Before we see anything on the screen in “Sleep Furiously”, we hear a clanging bell. After a moment or two, we see its origin: a man in an 18th century red uniform walking down a country road ringing a bell, for what purpose we do not really know and which is never explained. The image and the sound are sufficient to delight the audience, including someone like me who is rational-minded to a fault.
Soon afterwards, we find ourselves in the back of what we used to call a Bookmobile when I was growing up in my own tiny rural village in the fifties with the librarian-driver advising a borrower about which books are worth taking out but all in the Welsh language. The film is subtitled when the subjects speak Welsh but when they use English, a language that is encroaching irresistibly, it is almost as difficult to follow. The obsolescence of Welsh like just about everything in this quaint village is something that will leave nobody impoverished materially but the spiritual and psychological loss would be immeasurable.
If you have seen “Babe”, you will get an idea of the kind of community that “Sleep Furiously” celebrates. Like the hero of this fictional film that teaches his pig to herd sheep, the residents of Trefeurig are not the kinds of people to embrace modernity for its own sake. They too use dogs to herd sheep, just the way it has been done for centuries. While it is not as well-known as “Pig”, the Korean documentary “Old Partner” is another affectionate treatment of resistance to modernization, in this case a husband and wife farming team who continue to use an ox for plowing and transportation.
In one of the most memorable scenes in “Sleep Furiously”, a man stands at a street sign by a crossroads in the village, reciting his own poem about how the wind often blows the steel signs about, making them useless. When they were wooden, they resisted the wind, leading him to wish that someone would “plant a nice old wooden one, at least it could be trusted.”

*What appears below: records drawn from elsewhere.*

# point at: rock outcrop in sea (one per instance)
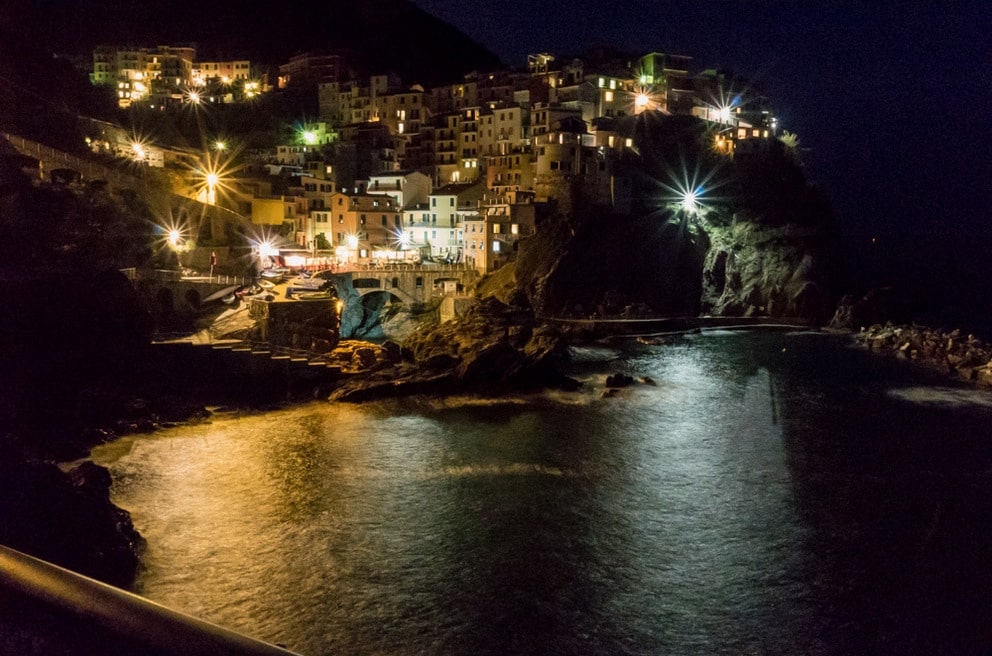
(965, 357)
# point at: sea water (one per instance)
(751, 493)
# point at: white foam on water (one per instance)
(510, 469)
(950, 397)
(593, 354)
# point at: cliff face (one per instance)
(755, 270)
(761, 243)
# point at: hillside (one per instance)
(383, 35)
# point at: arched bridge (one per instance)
(408, 283)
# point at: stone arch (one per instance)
(394, 293)
(192, 299)
(165, 301)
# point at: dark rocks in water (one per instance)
(965, 357)
(876, 306)
(377, 387)
(67, 519)
(493, 348)
(619, 380)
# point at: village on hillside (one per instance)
(390, 172)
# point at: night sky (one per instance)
(893, 99)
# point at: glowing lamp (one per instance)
(689, 201)
(265, 249)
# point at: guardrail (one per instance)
(49, 609)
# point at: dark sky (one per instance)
(893, 99)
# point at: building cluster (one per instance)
(165, 75)
(455, 172)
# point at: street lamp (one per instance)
(212, 180)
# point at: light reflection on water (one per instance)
(768, 496)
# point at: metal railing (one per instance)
(105, 619)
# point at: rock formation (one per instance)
(963, 356)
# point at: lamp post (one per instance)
(212, 180)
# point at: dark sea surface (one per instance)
(773, 493)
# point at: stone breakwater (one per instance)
(963, 356)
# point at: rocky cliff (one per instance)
(759, 242)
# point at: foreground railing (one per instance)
(48, 609)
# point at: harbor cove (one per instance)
(771, 493)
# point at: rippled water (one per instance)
(772, 494)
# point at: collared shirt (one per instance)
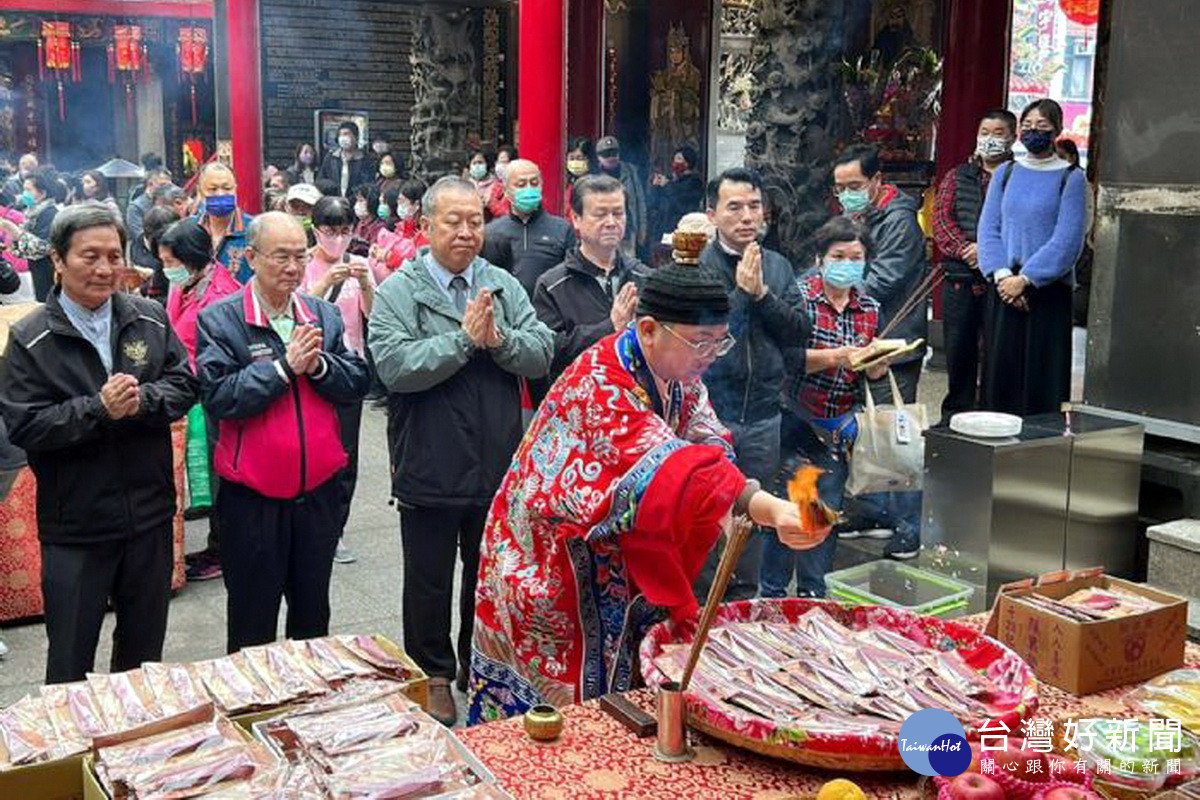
(95, 325)
(281, 322)
(443, 276)
(833, 392)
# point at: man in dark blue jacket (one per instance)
(273, 367)
(89, 386)
(766, 319)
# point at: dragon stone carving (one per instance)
(445, 106)
(791, 133)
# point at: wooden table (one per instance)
(597, 757)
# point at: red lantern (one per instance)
(58, 53)
(193, 55)
(129, 56)
(1084, 12)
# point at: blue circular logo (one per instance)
(934, 743)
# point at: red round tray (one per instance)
(868, 751)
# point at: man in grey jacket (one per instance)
(451, 335)
(893, 274)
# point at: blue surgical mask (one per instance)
(855, 199)
(527, 198)
(844, 275)
(177, 275)
(220, 205)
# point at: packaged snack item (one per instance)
(27, 734)
(174, 687)
(282, 673)
(75, 716)
(334, 662)
(369, 649)
(125, 699)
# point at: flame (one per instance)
(802, 489)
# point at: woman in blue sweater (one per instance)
(1031, 233)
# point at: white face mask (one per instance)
(993, 146)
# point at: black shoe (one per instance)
(462, 680)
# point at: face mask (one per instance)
(220, 205)
(1038, 143)
(844, 275)
(334, 246)
(855, 200)
(177, 275)
(527, 198)
(993, 146)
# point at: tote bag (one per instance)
(889, 451)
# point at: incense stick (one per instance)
(733, 546)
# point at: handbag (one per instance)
(888, 455)
(199, 477)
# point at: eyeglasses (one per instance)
(706, 349)
(281, 258)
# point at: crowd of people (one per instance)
(569, 415)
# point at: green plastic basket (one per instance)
(900, 585)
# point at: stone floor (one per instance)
(365, 594)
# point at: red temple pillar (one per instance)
(585, 76)
(245, 102)
(541, 92)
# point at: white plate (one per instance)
(987, 425)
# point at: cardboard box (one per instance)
(1086, 657)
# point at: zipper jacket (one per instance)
(279, 432)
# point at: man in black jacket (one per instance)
(531, 240)
(89, 388)
(894, 274)
(771, 330)
(593, 293)
(955, 227)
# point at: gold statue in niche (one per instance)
(675, 102)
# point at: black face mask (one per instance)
(1038, 143)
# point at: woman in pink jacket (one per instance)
(197, 281)
(347, 282)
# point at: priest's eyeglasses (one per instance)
(706, 349)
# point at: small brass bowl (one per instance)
(544, 722)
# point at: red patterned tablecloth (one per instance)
(21, 557)
(597, 757)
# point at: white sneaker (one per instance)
(343, 554)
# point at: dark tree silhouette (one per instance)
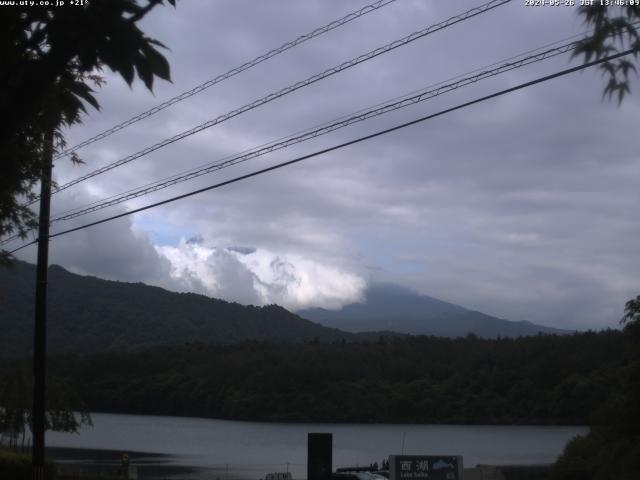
(51, 59)
(613, 31)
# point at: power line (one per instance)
(340, 146)
(291, 88)
(201, 169)
(313, 133)
(538, 53)
(234, 71)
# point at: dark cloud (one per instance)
(523, 206)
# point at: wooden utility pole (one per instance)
(40, 329)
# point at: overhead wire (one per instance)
(339, 146)
(326, 128)
(291, 88)
(234, 71)
(202, 168)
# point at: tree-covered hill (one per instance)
(399, 309)
(529, 380)
(88, 314)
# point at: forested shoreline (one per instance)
(539, 380)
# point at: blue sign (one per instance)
(425, 467)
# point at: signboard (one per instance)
(425, 467)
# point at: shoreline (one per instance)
(74, 462)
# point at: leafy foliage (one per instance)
(65, 411)
(87, 314)
(611, 449)
(49, 57)
(530, 380)
(614, 30)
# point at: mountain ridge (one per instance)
(400, 309)
(88, 314)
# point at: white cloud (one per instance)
(261, 276)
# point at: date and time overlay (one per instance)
(526, 3)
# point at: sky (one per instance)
(523, 207)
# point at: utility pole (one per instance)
(40, 329)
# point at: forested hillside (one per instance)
(531, 380)
(88, 314)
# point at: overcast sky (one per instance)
(524, 207)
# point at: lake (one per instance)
(250, 450)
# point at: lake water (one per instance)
(249, 449)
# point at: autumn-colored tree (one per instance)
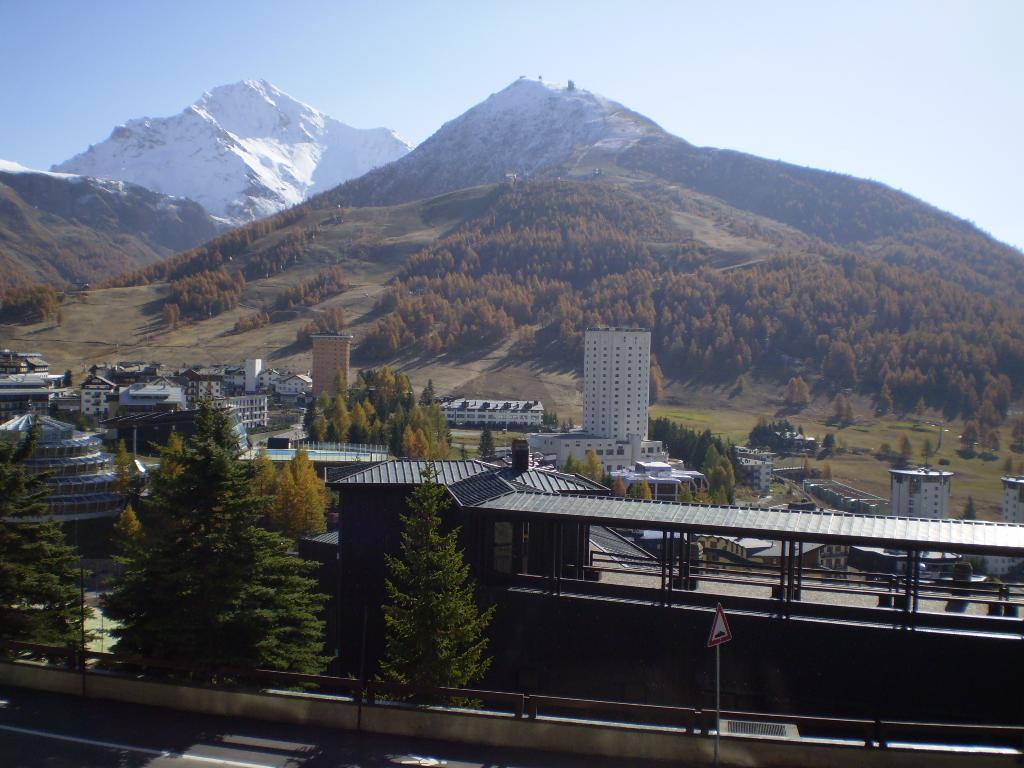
(1018, 433)
(339, 418)
(840, 365)
(414, 443)
(656, 380)
(358, 429)
(171, 314)
(617, 486)
(885, 399)
(300, 500)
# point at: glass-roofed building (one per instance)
(80, 477)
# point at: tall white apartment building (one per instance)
(253, 369)
(616, 387)
(1013, 511)
(615, 399)
(920, 493)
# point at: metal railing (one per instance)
(529, 707)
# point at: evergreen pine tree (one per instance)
(211, 588)
(640, 489)
(433, 629)
(124, 468)
(571, 465)
(39, 584)
(486, 446)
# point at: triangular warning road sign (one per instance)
(720, 632)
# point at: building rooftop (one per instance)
(49, 429)
(922, 472)
(464, 403)
(802, 525)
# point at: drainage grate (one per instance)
(756, 728)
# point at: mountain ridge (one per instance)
(244, 151)
(62, 228)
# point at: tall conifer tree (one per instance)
(210, 587)
(434, 630)
(39, 585)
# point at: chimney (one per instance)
(520, 456)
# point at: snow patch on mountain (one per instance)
(243, 152)
(9, 166)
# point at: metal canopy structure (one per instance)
(966, 537)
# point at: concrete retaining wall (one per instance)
(610, 740)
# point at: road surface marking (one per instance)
(129, 748)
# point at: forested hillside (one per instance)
(553, 258)
(60, 230)
(857, 214)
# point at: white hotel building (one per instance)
(920, 493)
(493, 414)
(1013, 511)
(615, 399)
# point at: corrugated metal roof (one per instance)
(410, 472)
(817, 525)
(330, 537)
(552, 482)
(475, 489)
(336, 473)
(612, 543)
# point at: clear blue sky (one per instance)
(926, 96)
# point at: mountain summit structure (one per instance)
(526, 128)
(243, 152)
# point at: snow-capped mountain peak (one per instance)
(243, 151)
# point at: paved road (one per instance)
(43, 730)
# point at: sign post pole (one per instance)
(718, 699)
(720, 634)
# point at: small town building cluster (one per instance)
(127, 396)
(461, 412)
(78, 474)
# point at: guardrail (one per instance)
(529, 707)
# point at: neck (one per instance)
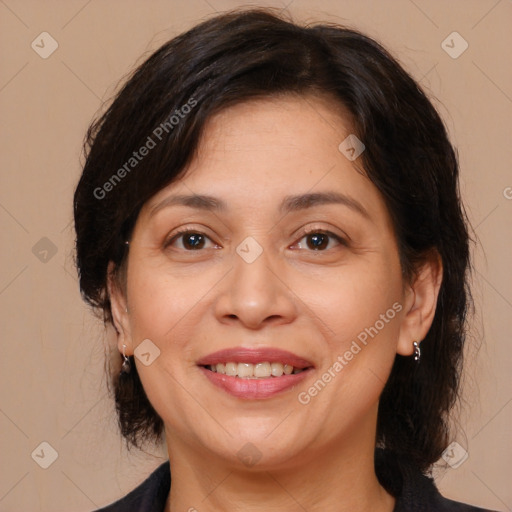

Trefeurig is located in the same general area as the villages celebrated by Dylan Thomas who surely would have appreciated the poem about the untrustworthy steel sign. When I was an undergraduate, I used to love to read Dylan Thomas who was much more fashionable than he is today. I especially loved “A Child’s Christmas in Wales” that not only evokes the charm of places like Trefeurig but my own village in the Catskill Mountains. Lines like this still send shivers down my back:
Always on Christmas night there was music. An uncle played the fiddle, a cousin sang “Cherry Ripe,” and another uncle sang “Drake’s Drum.” It was very warm in the little house. Auntie Hannah, who had got on to the parsnip wine, sang a song about Bleeding Hearts and Death, and then another in which she said her heart was like a Bird’s Nest; and then everybody laughed again; and then I went to bed. Looking through my bedroom window, out into the moonlight and the unending smoke-colored snow, I could see the lights in the windows of all the other houses on our hill and hear the music rising from them up the long, steady falling night. I turned the gas down, I got into bed. I said some words to the close and holy darkness, and then I slept.
If these words move you, then do make a point of going to see “Sleep Furiously”.
For those who are outside of New York, I invite you to watch it at Fandor.com starting at 12am ET on July 29th for 24 hours along with the online exclusive companion featurette, A Sketchbook for the Library Van, also by director Gideon Koppel, who grew up in Trefeurig as the son of Jewish parents who sought refuge from Nazism in Wales. The companion film is about the traveling librarian I wrote about above.